Gene expression profiles of various cytokines in mesenchymal stem cells derived from umbilical cord tissue and bone marrow following infection with human cytomegalovirus
© Versita Warsaw and Springer-Verlag Wien 2013
Received: 13 August 2013
Accepted: 18 February 2014
Published: 25 February 2014
Mesenchymal stem cells (MSCs) have both multi-lineage differentiation potential and immunosuppressive properties, making them ideal candidates for regenerative medicine. However, their immunosuppressive properties potentially increase the risk of cancer progression and opportunistic infections. In this study, MSCs isolated from human umbilical cord blood (UCMSCs) and adult bone marrow (BMMSCs) were infected with human cytomegalovirus (HCMV).
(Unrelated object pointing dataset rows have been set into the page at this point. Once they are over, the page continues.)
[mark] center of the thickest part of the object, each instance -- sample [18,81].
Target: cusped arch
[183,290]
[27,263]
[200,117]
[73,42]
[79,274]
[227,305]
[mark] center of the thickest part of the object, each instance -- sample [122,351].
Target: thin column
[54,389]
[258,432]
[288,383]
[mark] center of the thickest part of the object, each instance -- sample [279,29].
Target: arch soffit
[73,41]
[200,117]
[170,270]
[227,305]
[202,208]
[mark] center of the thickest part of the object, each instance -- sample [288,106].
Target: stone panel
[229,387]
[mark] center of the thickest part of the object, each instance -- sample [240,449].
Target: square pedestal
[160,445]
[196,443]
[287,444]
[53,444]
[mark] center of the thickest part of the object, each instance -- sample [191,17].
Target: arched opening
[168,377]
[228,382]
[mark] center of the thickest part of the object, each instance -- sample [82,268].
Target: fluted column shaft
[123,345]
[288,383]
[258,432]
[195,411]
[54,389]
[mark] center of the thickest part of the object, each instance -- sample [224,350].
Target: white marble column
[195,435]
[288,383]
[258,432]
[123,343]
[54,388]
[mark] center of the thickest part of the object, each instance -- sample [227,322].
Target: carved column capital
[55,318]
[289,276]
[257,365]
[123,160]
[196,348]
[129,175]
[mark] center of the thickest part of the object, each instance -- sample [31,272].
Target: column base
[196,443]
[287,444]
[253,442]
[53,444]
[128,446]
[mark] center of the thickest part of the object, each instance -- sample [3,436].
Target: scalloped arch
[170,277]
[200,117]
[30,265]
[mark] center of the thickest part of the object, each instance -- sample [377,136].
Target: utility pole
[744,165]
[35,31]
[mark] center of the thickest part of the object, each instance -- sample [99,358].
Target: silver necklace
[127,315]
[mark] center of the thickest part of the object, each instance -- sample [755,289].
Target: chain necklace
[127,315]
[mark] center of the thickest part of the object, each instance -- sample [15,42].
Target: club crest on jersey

Cytopathic changes were observed 10 days post infection. PCR products amplified from genomic DNA and cDNA were used to confirm the HCMV infection of the UCMSCs and BMMSCs. Real-time PCR was conducted to quantify the expression of immunomodulatory molecules, including cytokines, chemokines, growth factors, adhesion molecules and cancer-related genes. Our results indicate high upregulation of the majority of these molecules, including many growth factors, tumor necrosis factor alpha, interleukin-8, interleukin-6 and interferon gamma. Adhesion molecules (VCAM-1, TCAM-1 and selectin-E) were downregulated in the infected UCMSCs and BMMSCs. Antibody chip array evaluation of cell culture media indicated that the growth factor secretion by UCMSCs and BMMSCs was greatly influenced (p < 0.001) by HCMV. The stimulation of MSCs with HCMV led to the activation of downstream signaling pathways, including pSTAT3 and Wnt2. Our results show that HCMV can significantly alter the functions of both UCMSCs and BMMSCs, although not in the same way or to the same extent. In both cases, there was an increase in the expression of proangiogenic factors in the microenvironment following HMCV infection. The discrepancy between the two cell types may be explained by their different developmental origin, although further analysis is necessary. Future studies should decipher the underlying mechanism by which HCMV controls MSCs, which may lead to the development of new therapeutic treatments.